Aprincipios de octubre, se analizaba en estas páginas el penoso estado en el que se encuentra hoy la aplicación de la ley de dependencia en Andalucía. Los datos son reveladores: los beneficiarios de la norma caen a números de enero; no se están cubriendo las bajas surgidas, a pesar de la gigantesca lista de espera; se recortan derechos, programas y actividades; se han roto los puentes de diálogo entre las organizaciones de afectados y la Administración andaluza; los compromisos de pago se abonan "cuando se puede", sin ulterior criterio ni rigor; asistimos, al cabo, a un verdadero shock administrativo, tras el trasvase de competencias desde la antigua Consejería de Igualdad y Bienestar Social a la de Salud.

Hay, claro, un motivo obvio para tal marasmo: la crisis golpea especialmente, hasta casi demolerlo, al llamado cuarto pilar del Estado de bienestar. Los recortes están llevando al sistema a una situación insostenible, en la que, además del deterioro en la atención de los implicados, se arriesgan miles de puestos de trabajo, precisamente en un sector que debería merecer nuestra unánime admiración.

Pero, junto a esa causa ineludible, subyace otra, quizá aún más nociva. En la información antes citada, José Luis Rocha, secretario general de Calidad y Modernización de la Consejería de Salud y Bienestar Social, manifestaba la intención de la Junta de no "institucionalizar" a los dependientes ingresándolos en centros. "Hay pocos dependientes en residencias e intentaremos que sean menos", amenaza Rocha.

Miren, en el caso de los paralíticos cerebrales, que es el que conozco bien, hemos tardado más de treinta años en sacar a estos críos del calabozo oscuro y alienante de sus dormitorios. Con el inmenso trabajo de muchos, hemos conseguido hacerlos visibles, proponerles y otorgarles un resquicio digno de futuro, una oportunidad de maximizar sus talentos, creando y perfeccionando espacios de progreso en los que, al fin, pudieran recibir los cuidados justos y adecuados. Se ha hecho, además, de abajo hacia arriba, con los desvelos de padres que se negaron a esconder a sus hijos y a cercenar sus posibilidades. Duele, y mucho, que políticos ignorantes, por prejuicios ideológicos y desconocimientos intolerables, vengan ahora, a desmerecer la validez de tantos sacrificios.

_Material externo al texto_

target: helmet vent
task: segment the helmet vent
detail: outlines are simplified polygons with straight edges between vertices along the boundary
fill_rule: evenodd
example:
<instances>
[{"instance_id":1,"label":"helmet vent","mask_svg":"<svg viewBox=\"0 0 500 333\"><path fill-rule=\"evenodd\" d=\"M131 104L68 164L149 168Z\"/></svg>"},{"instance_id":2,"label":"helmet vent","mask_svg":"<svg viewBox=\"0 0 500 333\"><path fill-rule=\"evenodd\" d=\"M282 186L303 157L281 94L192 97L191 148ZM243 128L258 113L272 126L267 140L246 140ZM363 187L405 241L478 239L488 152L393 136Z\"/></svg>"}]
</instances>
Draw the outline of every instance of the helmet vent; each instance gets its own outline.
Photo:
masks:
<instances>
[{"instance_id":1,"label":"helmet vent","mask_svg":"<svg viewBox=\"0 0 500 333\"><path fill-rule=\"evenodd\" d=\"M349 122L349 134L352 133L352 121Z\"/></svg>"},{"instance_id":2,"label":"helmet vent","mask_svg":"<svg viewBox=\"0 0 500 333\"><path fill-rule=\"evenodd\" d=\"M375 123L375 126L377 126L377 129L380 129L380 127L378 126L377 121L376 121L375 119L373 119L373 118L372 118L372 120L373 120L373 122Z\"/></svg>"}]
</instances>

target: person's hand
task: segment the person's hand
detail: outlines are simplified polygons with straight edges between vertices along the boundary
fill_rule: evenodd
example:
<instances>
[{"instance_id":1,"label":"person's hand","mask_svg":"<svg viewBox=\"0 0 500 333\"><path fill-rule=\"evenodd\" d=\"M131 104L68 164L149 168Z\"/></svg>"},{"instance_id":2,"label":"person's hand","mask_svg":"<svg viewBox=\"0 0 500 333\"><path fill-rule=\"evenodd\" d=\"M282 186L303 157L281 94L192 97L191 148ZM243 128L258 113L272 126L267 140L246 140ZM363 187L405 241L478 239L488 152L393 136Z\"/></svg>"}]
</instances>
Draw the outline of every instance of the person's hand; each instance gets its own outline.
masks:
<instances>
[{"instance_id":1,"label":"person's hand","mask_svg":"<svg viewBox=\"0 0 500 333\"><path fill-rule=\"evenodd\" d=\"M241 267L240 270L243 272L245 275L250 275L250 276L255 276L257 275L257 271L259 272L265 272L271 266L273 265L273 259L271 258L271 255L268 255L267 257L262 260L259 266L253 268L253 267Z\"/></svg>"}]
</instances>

Si lo que falta es dinero, que se diga sin adornar la miseria con genialidades insultantes. Podemos soportar la penuria, pero no la negación interesada y torticera de los valores conquistados.

El próximo 3 de diciembre, día de la discapacidad, no tenemos nada que celebrar. Nuestros afectados están siendo abandonados a su suerte y, para colmo, se ensalza la nefasta filosofía que los ocultó y relegó durante siglos. Maldita ceguera y maldita política que siente como suficientes las treinta monedas con las que instiga, tienta y compra el silencio y la muerte civil de los más débiles.